There were a total of five 250 GT SWB Sperimentale created. The first was chassis number 2429GT and fitted with a modified Comp/61 engine though it was never raced. The second car was 2643GT which received a 3-liter V12 featuring a dry-sump lubrication system and six carburetors. This car would later be known as the 250 GTO prototype, as it shared many similarities to the legendary 250 GTO.
This car with chassis number 2643GT was built in 1961 as a styling and engineering exercise for Ferrari's racing interests. Often referred to as the GTO prototype, it combined a modified 250 SWB chassis with a Type 168/61 Testarossa spec dry-sump engine.

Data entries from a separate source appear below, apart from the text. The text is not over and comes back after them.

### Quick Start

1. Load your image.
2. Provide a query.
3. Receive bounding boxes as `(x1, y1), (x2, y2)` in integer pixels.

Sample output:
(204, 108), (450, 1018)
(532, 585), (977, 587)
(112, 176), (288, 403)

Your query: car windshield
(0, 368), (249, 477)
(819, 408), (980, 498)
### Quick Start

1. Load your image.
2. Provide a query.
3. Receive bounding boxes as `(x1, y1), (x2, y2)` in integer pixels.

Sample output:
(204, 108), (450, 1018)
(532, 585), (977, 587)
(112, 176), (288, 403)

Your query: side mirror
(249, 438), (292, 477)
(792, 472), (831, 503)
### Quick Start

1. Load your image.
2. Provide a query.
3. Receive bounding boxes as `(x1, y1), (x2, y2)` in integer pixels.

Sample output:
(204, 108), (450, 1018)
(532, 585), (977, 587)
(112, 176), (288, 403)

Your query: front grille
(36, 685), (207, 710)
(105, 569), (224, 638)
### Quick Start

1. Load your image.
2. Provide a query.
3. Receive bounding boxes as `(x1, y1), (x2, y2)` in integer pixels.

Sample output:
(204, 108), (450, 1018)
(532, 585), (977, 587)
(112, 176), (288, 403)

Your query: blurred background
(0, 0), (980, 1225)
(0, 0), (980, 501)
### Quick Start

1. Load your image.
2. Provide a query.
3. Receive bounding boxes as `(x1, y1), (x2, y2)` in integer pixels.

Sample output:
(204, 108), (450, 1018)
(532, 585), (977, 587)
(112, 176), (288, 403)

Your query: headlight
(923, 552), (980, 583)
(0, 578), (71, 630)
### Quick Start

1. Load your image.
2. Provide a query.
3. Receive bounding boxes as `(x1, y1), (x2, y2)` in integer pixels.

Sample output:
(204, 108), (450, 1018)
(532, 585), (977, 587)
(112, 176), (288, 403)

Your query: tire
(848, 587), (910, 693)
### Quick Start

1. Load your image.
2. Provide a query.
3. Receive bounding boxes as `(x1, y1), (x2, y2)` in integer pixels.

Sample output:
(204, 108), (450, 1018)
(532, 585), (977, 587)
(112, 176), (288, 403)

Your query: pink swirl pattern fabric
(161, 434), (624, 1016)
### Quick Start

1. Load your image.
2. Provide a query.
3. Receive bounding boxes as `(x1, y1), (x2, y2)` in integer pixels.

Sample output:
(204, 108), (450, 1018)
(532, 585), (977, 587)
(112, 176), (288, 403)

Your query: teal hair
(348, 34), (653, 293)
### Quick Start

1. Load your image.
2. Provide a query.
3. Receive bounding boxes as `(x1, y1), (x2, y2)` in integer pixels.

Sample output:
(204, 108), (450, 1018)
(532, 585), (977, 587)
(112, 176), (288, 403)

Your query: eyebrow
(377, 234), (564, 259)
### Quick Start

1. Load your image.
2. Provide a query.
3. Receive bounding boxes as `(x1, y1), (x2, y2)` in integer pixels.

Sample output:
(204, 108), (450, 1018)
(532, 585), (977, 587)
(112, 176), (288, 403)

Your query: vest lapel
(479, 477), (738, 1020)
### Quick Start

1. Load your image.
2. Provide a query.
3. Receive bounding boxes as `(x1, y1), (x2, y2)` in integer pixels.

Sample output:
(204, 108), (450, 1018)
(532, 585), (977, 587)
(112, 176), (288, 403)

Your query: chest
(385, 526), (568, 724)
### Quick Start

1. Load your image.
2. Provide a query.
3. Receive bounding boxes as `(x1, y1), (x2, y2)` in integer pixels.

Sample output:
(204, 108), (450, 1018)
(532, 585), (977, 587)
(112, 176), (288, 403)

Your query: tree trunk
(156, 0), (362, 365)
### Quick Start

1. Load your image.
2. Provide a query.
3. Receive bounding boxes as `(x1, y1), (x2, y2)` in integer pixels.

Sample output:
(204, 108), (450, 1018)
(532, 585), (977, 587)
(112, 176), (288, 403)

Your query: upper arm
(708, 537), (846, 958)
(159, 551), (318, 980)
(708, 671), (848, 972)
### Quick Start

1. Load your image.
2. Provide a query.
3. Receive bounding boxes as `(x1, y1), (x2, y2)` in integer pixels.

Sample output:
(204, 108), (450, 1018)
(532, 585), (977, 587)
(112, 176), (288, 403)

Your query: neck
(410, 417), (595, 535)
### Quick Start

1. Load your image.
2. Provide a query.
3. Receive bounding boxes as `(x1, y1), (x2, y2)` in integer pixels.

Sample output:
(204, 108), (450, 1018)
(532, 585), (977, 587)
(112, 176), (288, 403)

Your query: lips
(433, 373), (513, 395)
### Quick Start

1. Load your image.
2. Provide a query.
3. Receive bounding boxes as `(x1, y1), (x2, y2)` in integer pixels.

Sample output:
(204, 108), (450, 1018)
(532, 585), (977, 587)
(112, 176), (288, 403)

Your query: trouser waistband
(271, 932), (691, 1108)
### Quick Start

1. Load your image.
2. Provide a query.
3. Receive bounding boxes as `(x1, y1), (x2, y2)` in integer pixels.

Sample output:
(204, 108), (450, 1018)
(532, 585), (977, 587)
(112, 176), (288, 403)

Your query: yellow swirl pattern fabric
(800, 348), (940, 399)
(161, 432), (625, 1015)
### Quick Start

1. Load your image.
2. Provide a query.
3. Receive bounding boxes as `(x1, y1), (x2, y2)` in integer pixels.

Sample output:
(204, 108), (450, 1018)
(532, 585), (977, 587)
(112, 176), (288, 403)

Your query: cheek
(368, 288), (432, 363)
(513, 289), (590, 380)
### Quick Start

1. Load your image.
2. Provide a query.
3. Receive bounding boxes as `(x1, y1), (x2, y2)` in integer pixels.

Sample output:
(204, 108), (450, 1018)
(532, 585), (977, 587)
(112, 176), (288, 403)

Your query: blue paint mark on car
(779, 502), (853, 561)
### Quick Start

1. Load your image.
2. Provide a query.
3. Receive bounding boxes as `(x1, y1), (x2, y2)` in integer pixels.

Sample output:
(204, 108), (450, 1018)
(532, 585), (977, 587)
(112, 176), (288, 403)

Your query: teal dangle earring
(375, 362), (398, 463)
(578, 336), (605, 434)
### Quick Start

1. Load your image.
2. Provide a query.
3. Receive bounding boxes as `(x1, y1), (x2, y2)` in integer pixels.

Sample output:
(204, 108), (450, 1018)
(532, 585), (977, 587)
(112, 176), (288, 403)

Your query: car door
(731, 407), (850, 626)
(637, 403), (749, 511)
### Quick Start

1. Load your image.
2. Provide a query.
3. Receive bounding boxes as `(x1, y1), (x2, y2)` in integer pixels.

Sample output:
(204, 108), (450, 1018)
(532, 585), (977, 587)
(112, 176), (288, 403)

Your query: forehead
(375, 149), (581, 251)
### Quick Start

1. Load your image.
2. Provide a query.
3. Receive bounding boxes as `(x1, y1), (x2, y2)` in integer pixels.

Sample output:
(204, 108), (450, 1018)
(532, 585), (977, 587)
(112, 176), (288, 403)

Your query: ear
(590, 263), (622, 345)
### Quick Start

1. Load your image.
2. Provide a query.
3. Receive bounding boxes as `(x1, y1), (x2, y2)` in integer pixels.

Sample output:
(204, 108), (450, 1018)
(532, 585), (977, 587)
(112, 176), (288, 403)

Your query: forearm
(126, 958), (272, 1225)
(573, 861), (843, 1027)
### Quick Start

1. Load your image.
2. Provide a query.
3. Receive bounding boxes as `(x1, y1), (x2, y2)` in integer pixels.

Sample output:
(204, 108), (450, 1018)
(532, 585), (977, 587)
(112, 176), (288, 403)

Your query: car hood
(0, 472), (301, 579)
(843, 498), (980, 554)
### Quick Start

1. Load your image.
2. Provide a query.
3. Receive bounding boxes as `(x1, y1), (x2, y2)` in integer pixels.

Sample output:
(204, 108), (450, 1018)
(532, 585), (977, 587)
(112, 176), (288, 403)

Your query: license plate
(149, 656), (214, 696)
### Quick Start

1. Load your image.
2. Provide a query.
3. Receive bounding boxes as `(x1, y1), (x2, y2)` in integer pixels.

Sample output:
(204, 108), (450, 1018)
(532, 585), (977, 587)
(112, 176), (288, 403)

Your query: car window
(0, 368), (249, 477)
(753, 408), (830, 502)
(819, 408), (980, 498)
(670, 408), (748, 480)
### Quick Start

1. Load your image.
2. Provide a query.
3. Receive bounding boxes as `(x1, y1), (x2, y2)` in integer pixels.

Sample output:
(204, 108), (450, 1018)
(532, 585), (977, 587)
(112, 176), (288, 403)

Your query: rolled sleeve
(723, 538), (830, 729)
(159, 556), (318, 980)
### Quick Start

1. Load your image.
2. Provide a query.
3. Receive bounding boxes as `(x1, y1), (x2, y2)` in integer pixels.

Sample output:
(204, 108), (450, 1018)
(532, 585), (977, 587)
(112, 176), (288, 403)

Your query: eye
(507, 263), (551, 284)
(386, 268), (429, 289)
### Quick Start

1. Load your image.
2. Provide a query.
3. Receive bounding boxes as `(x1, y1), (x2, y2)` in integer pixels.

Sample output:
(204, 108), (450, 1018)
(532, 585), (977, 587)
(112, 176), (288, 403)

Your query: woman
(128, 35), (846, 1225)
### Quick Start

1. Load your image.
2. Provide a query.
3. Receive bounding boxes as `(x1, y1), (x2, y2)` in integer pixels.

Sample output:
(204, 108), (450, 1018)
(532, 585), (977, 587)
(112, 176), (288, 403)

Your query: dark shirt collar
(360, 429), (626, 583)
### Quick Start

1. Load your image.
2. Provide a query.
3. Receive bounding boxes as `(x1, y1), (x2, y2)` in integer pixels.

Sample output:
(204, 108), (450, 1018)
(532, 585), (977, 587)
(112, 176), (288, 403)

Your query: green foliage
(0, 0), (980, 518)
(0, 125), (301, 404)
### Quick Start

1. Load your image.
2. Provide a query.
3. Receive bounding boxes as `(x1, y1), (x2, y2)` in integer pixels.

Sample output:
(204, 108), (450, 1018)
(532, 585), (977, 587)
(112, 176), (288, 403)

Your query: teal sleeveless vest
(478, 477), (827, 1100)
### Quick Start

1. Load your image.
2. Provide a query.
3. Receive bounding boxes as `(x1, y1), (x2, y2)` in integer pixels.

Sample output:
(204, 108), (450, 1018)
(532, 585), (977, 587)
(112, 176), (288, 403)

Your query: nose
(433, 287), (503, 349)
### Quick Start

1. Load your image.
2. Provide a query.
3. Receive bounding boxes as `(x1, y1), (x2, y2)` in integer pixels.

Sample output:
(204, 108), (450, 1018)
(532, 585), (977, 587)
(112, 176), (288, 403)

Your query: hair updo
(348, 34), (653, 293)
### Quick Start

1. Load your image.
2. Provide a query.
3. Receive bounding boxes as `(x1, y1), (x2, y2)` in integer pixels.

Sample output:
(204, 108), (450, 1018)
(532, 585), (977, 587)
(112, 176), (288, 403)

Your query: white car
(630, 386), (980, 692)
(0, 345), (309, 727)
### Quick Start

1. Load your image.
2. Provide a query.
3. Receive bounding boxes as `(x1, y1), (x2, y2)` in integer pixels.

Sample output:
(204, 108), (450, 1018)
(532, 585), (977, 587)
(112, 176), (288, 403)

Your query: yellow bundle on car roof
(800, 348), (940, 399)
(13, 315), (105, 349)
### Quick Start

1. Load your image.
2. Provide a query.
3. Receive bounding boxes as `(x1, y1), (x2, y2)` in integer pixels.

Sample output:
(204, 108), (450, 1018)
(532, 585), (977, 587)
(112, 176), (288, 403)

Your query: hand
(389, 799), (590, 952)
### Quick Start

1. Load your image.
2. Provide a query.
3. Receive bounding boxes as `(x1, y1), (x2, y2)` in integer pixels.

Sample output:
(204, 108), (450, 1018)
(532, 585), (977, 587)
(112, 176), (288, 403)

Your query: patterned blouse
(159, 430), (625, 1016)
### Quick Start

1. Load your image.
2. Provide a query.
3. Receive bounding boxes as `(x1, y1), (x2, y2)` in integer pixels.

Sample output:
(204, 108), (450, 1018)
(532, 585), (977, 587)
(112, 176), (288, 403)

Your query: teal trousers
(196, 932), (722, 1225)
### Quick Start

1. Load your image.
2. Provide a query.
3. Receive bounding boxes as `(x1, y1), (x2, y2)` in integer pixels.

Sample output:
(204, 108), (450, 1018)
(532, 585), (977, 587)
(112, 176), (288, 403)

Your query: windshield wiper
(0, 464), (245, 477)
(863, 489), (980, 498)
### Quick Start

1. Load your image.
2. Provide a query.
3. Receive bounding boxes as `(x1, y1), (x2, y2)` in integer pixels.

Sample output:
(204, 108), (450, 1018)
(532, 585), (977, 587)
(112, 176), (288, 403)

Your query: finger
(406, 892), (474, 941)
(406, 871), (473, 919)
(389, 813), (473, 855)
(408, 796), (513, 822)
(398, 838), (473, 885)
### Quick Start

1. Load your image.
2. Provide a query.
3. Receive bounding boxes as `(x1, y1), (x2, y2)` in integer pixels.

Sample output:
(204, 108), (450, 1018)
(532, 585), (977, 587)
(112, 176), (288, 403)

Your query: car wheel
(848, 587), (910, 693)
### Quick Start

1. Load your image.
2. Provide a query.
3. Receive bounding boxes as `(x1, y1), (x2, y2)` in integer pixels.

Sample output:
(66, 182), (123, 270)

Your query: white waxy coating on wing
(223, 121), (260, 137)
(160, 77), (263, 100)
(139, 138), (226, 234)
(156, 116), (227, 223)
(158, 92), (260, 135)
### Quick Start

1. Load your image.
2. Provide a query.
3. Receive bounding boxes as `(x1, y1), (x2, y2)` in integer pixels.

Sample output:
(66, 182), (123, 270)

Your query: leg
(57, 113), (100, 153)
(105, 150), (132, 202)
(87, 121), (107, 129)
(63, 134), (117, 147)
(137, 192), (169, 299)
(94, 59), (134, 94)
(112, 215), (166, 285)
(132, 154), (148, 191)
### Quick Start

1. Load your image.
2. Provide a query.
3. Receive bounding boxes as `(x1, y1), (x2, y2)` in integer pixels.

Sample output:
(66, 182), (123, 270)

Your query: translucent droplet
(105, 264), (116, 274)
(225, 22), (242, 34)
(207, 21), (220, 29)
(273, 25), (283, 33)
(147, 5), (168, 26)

The car was used for a development work by the factory. The car ran (in its current blue livery) as a factory entry at LeMans in June of 1961 with Fernand Tavano and Giancarlo Baghetti driving. It was very unstable at speed on the Mulsanne, which necessitated the rear spoiler and the front winglets that are on the car now. These were somewhat hastily added to the car between practice and the race. It retired with engine trouble. The car's greatest accomplishment came in February 1962, at Daytona, where, with Stirling Moss at the wheel, it placed first in class in a three-hour race.
Over the years the car has changed hands several times, until coming into possession of its current owner, who commissioned a restoration bringing the car back to its original blue 1961 LeMans livery. The owner actively campaigns it in historic competition and has entered it in concours d'Elegance events.